Christ, I’ll never forget the helplessness, the despair. The panic. The fear. And how the rain fell so hard, in sheets, soaking us all to the bone and making Gideon’s blood run faster.

I whimper and then slap my hand over my mouth and play it off as a cough.

“Something in my throat.”

“Lena . . .”

“You should have stayed for the food. It smelled good.” Do not cry. Do not cry. “I’m just going to clean a bit, if that’s okay? Maybe later I’ll take a nap.”

That’s a lie. I won’t nap because I’ll dream, and that can’t happen today.

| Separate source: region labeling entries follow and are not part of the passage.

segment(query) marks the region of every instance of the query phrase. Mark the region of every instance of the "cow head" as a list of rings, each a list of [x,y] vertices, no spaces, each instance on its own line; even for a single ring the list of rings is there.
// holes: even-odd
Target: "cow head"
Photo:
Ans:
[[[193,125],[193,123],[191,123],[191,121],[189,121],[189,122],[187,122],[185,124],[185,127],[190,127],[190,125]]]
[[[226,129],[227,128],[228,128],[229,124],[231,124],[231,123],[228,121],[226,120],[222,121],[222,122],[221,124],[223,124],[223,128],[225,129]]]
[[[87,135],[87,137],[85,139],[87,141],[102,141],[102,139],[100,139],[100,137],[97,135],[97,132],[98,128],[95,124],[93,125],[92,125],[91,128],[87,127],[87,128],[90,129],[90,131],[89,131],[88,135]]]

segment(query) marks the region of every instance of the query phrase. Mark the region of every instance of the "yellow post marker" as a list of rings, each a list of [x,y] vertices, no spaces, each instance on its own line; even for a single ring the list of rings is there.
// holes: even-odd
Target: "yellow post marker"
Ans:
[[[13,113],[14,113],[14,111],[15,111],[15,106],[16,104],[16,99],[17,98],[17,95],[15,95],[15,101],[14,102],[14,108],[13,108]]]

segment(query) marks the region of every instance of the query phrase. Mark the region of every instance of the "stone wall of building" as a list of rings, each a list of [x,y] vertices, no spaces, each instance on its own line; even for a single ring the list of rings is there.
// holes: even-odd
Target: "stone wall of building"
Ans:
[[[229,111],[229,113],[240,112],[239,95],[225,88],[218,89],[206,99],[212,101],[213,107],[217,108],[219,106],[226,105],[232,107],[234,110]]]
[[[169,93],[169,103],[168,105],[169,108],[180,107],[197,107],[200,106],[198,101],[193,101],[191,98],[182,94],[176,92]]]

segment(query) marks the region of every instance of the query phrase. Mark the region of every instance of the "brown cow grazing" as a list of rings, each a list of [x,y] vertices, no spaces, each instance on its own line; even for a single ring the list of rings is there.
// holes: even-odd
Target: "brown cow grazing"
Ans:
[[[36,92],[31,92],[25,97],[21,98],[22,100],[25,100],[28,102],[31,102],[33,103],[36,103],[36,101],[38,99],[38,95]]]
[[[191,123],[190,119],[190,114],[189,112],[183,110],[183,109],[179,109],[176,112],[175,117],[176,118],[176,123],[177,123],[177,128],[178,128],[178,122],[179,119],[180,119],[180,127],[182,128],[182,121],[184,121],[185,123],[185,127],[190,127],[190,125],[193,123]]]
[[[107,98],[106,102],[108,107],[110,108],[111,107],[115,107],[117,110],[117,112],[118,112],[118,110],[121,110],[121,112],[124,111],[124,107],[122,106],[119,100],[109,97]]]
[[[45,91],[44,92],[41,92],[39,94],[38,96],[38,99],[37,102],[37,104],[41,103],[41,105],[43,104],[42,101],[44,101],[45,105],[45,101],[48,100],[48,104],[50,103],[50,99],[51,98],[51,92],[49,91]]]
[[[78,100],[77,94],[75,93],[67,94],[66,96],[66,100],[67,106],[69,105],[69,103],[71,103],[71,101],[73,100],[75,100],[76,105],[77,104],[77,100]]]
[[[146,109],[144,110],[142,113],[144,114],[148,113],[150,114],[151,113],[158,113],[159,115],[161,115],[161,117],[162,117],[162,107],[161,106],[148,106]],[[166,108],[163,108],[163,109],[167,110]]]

“You don’t have to clean my house.”

“I know.” My voice sounds so cheerfully fake that Gideon’s eyes narrow. “It’s all good—I like it. I can’t sketch, and I can’t play the piano, and I can’t listen to music because I don’t have access to any electronics—”

“Fuck.”

“—so I’ll clean. I can’t cook, though. Never got the hang of it, and the chef at the White House always chased me off. I’d order in, but I don’t think DoorDash is a thing in the boonies, and we swing back to the no-electronics thing. Otherwise, I’d put a pot roast in the oven or something, but it would burn and then your house would stink, and no one wants that.”